省、國、海洋、大陸可視為一個「域」. 「臺南」在臺灣這個「區域」的南部(臺灣之內). 「華南」在大陸南部(之內),「海南」在南海中(之內), 「歐南」在歐洲南部(之內).

我住在中國南方. ==> 住在中國南部. 中國是一個「域」.
我家在漢城南方. ==> 不住在漢城. 漢城是一個「點」.

「線」(e.g., 以江為線) 也是「以南」, 譬如「江南」(長江以南).  我住在長江南方 ==> 不住在江中.


----------



## retrogradedwithwind

别搞太复杂不利于学习啊。

北京以南，south of Beijing and not in Beijing
北京南部，in the south of Beijing
北京南边/北京南面，both of the above two

南北京，没有这种"南+地名"的说法。只有一个例外，南中国，the south part of China.


----------



## Skatinginbc

好奇, 住在北京東城區天安門附近的人, 會說自己「住在北京南邊」嗎?  我查地圖，東城區似乎在北京市的南半邊.


retrogradedwithwind said:


> 没有这种"南+地名"的说法


翻譯地名倒是常見:
南韓 (South Korea): 南邊的韓國
北韓 (North Korea): 北邊的韓國
「南中國」(Southern China) 如「南加州」(Southern California).


----------



## SuperXW

Skatinginbc said:


> 好奇, 住在北京東城區天安門附近的人, 會說自己「住在北京南邊」嗎?  我查地圖，東城區似乎在北京市的南半邊.


什么叫“南半边”？
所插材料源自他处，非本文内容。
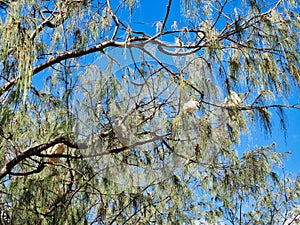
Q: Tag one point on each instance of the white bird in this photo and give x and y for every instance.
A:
(121, 131)
(191, 106)
(233, 99)
(56, 149)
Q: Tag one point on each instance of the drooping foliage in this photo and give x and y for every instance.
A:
(115, 93)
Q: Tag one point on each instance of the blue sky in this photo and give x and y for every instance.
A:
(152, 11)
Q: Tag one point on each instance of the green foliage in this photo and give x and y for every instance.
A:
(63, 75)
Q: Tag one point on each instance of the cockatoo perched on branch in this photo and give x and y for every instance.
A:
(191, 106)
(121, 131)
(56, 149)
(233, 99)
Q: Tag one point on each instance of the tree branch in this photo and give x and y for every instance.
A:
(36, 150)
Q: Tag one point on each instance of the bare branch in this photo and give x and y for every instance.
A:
(36, 150)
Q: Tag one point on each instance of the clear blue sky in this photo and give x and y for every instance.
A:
(152, 11)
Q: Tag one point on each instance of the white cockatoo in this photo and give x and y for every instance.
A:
(56, 149)
(233, 99)
(190, 106)
(121, 131)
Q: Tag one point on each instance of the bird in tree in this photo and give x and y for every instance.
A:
(56, 149)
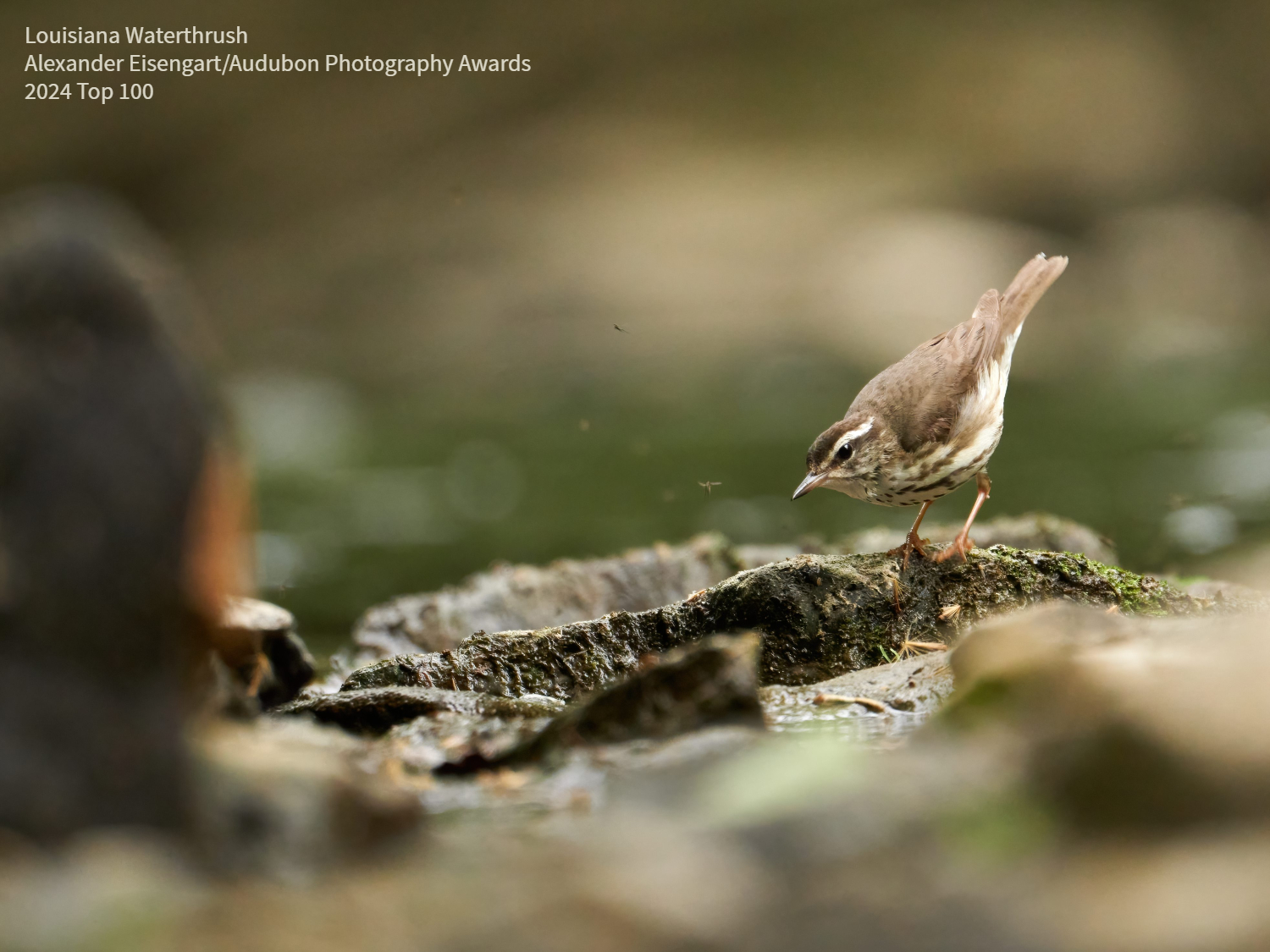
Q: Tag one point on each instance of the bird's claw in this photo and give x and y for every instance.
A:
(962, 545)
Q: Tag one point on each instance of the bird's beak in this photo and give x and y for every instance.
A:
(812, 482)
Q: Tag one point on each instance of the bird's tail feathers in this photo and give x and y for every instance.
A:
(1033, 279)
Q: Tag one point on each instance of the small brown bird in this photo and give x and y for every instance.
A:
(927, 424)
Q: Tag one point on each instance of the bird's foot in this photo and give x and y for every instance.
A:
(912, 543)
(962, 545)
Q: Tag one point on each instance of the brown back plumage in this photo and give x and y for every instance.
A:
(921, 395)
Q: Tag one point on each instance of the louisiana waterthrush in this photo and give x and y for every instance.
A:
(930, 421)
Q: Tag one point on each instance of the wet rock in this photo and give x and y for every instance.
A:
(711, 683)
(912, 688)
(525, 597)
(1036, 531)
(287, 797)
(820, 616)
(376, 710)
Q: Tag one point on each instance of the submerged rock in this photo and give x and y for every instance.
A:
(525, 597)
(820, 617)
(376, 710)
(705, 685)
(911, 687)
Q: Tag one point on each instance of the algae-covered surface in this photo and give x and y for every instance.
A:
(820, 617)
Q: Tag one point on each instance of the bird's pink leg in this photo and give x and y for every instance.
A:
(912, 543)
(963, 543)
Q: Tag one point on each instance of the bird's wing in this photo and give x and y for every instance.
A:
(922, 393)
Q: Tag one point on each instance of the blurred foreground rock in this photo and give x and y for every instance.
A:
(291, 799)
(526, 597)
(269, 663)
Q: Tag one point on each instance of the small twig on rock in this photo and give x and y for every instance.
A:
(912, 647)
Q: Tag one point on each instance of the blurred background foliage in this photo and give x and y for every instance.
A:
(413, 282)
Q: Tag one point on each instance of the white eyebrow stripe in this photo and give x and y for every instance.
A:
(853, 434)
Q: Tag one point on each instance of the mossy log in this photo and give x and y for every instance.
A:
(820, 617)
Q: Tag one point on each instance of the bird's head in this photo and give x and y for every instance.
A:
(845, 457)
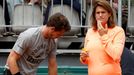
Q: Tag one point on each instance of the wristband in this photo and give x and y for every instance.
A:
(18, 73)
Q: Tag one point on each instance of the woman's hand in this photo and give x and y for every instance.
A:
(84, 54)
(102, 28)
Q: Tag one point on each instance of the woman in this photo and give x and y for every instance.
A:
(104, 42)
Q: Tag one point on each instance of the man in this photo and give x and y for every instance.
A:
(34, 45)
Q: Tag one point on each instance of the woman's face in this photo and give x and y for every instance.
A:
(101, 14)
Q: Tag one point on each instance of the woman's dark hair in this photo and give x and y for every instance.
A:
(104, 4)
(59, 21)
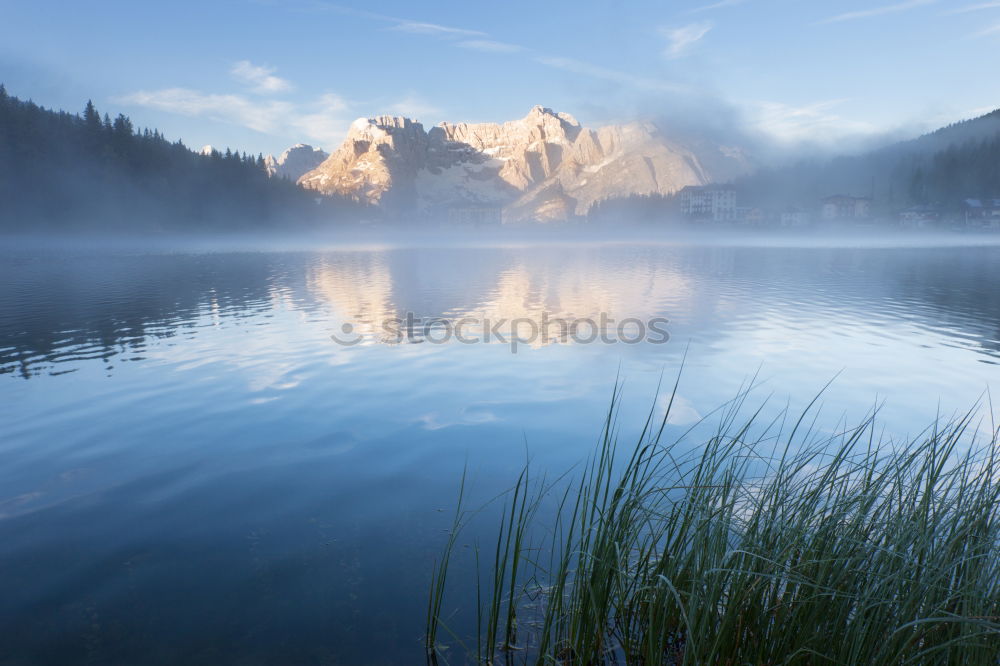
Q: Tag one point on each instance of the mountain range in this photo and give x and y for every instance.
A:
(543, 167)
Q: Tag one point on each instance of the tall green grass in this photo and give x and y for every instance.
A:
(770, 543)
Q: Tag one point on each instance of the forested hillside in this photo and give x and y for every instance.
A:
(943, 168)
(62, 171)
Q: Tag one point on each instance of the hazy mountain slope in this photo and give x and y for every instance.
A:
(944, 166)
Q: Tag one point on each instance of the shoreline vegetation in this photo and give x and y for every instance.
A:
(770, 543)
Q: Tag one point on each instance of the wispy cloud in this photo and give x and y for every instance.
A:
(607, 74)
(413, 106)
(322, 121)
(722, 4)
(993, 30)
(974, 8)
(260, 78)
(683, 38)
(877, 11)
(481, 41)
(813, 123)
(418, 28)
(490, 46)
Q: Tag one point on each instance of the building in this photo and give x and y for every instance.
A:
(710, 202)
(982, 213)
(840, 207)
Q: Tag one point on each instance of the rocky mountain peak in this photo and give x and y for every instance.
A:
(295, 161)
(544, 166)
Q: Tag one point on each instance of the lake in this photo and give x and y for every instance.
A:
(194, 470)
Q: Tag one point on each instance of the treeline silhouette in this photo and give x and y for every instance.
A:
(63, 171)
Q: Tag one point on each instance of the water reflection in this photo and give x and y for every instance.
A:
(191, 471)
(62, 309)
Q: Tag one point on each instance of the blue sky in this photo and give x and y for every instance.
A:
(259, 75)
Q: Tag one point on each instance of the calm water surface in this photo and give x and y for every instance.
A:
(192, 471)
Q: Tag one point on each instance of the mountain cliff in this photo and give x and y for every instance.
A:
(543, 167)
(294, 162)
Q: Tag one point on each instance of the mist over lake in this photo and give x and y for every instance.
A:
(194, 471)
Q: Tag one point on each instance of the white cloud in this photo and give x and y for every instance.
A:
(877, 11)
(722, 4)
(683, 38)
(490, 46)
(988, 31)
(975, 8)
(434, 29)
(604, 73)
(412, 106)
(323, 121)
(261, 78)
(812, 123)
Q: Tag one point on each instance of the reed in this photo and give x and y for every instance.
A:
(769, 543)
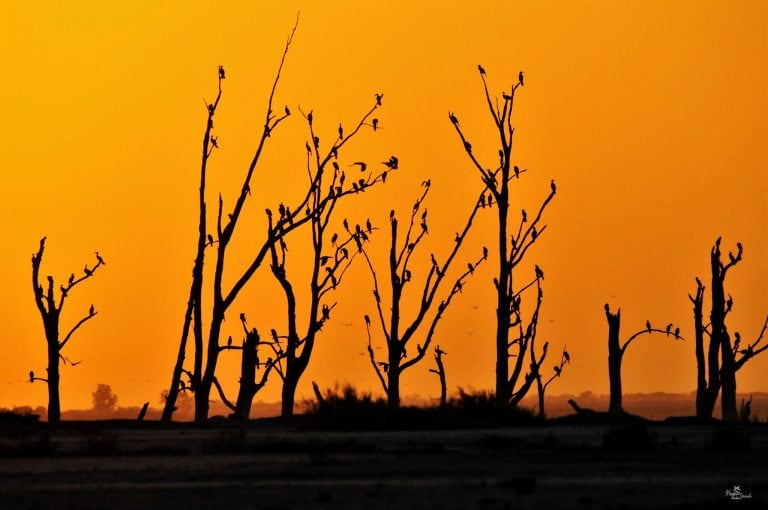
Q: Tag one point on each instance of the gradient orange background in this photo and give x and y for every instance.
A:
(651, 116)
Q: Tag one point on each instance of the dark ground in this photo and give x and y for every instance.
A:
(119, 465)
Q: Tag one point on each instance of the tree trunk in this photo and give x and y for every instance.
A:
(701, 368)
(289, 395)
(614, 361)
(248, 366)
(54, 401)
(728, 378)
(393, 382)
东城区就在旧北京城的东半边，城市中心是天安门广场，又不是以现在行政面积的几何中心来算的……
另外，你之前点啊域啊的，想说明什么？


----------



## retrogradedwithwind

skating说得还是有道理的……就是有点钻牛角尖，考虑的太仔细了。生活中没有人说得那么严谨啊。

关于北京东边这些说法，约定俗成。就我感觉，人们会把一个城市划分为"东南西北中"几部分。每部分之间有那么一个确定或不确定的界限。但市中心的位置一般是确定的，比如北京就是天安门了。在这个基础上，人们会说我住在北京北边等等。

就是习惯说法，实在严谨不起来……


----------



## Skatinginbc

SuperXW said:


> 你之前点啊域啊的，想说明什么？


"地名+南" ==> 若把地名看成一個「地點」或「分界線」, 「南」(南邊/南面/南方)是指「以南」. 若把地名看成一個「區域」, 「南」(南邊/南面/南方)是指「南部」.
我家在天壇的南邊 ==> 天壇是一個「地點」, 所以「南邊」是指「以南」. 不在天壇內.


SuperXW said:


> 不是以现在行政面积的几何中心来算的


那正是我想強調的: 這個「點」不是幾何中心, 而是市中心(Downtown).
A: 你住哪兒？
B: 我住在北京南邊. ==> 除非故意含糊, 應是北京附近 (首都經濟圈內, 而不是上海、臺北那樣離北京很遠的地方), 而且是傳統概念中的市區(i.e., 北平 = 西城區、東城區、朝陽區、海淀區、石景山區、豐臺區)之外, 或市中心四環之外.
百度知道: 北京南边有哪几个区？房山区，大兴区. (在四環或傳統市區之外).
我住在北京南邊 I live south of Downtown Beijing.
我住在暖暖，基隆的南邊。I live in Nuan-nuan, south of Downtown Keelung.


----------